We believe existing cash and cash equivalents and proceeds from the potential
sales of all or a portion of our interests in certain marketable securities and
partner companies to be sufficient to fund our cash requirements for the
foreseeable future, including any future commitments to partner companies, debt
obligations and general operating requirements. On February 3, 2009, we entered
into certain arrangements under which we guaranteed approximately $3.6 million
of debt for StarCite. Under these arrangements, we placed approximately
$3.6 million in a bank account to be used to repay the StarCite debt when it
matured or otherwise became due and payable. This amount was classified as
restricted cash as of March 31, 2009. In May 2009, the underlying debt was
repaid in full with funds being held in the bank account. As a result, we are
entitled to receive additional preferred ownership interests in StarCite. As of
the date of this filing, we were not obligated for any other material funding
and guarantee commitments to existing partner companies. We will continue to
evaluate acquisition opportunities and may acquire additional ownership
interests in new and existing partner companies in the next twelve months;
however, such acquisitions will generally be made at our discretion.

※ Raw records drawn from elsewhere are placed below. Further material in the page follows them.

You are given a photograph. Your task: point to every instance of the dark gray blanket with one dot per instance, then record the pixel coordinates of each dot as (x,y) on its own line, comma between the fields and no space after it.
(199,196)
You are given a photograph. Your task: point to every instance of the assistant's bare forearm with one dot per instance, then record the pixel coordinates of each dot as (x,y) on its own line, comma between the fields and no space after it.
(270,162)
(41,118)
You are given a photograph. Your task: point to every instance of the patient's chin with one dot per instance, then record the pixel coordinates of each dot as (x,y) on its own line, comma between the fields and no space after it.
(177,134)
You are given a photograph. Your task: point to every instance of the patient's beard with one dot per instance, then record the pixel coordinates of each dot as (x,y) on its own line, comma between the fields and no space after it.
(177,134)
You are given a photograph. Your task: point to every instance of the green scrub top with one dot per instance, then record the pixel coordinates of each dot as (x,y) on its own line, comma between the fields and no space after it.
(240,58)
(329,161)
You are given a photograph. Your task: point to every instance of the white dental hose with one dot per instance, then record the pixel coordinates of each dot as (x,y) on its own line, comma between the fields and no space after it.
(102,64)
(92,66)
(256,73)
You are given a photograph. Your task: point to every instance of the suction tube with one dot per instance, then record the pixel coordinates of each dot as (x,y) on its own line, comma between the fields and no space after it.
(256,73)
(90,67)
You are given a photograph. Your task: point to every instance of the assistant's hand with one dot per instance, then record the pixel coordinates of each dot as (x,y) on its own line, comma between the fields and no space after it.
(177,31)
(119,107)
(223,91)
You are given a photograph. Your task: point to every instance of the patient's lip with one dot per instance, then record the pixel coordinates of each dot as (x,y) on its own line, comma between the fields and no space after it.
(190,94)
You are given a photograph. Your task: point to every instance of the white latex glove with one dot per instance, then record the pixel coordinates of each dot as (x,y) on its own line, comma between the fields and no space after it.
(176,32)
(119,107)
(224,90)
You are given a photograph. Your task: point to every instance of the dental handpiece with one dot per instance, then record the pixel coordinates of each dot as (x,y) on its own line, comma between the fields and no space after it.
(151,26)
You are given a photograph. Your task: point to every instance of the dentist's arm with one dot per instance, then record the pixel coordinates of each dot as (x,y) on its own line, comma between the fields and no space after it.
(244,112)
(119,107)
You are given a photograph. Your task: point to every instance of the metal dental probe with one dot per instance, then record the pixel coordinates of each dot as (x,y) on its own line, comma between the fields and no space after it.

ICG Commerce, Investor Force and Vcommerce fund their operations through a
combination of cash flow from operations, borrowings and equity issuances. ICG
Commerce expects that its existing cash balance and cash flow from operations
will be sufficient to fund its operations through 2009, while Investor Force and
Vcommerce are expected to require additional borrowings and/or equity issuances
to fund their respective operations through 2009.
Consolidated working capital decreased by $3.5 million from December 31, 2008 to
March 31, 2009, primarily due to fundings to partner companies and the payment
of bonuses, offset by distributions from the sale of partner companies.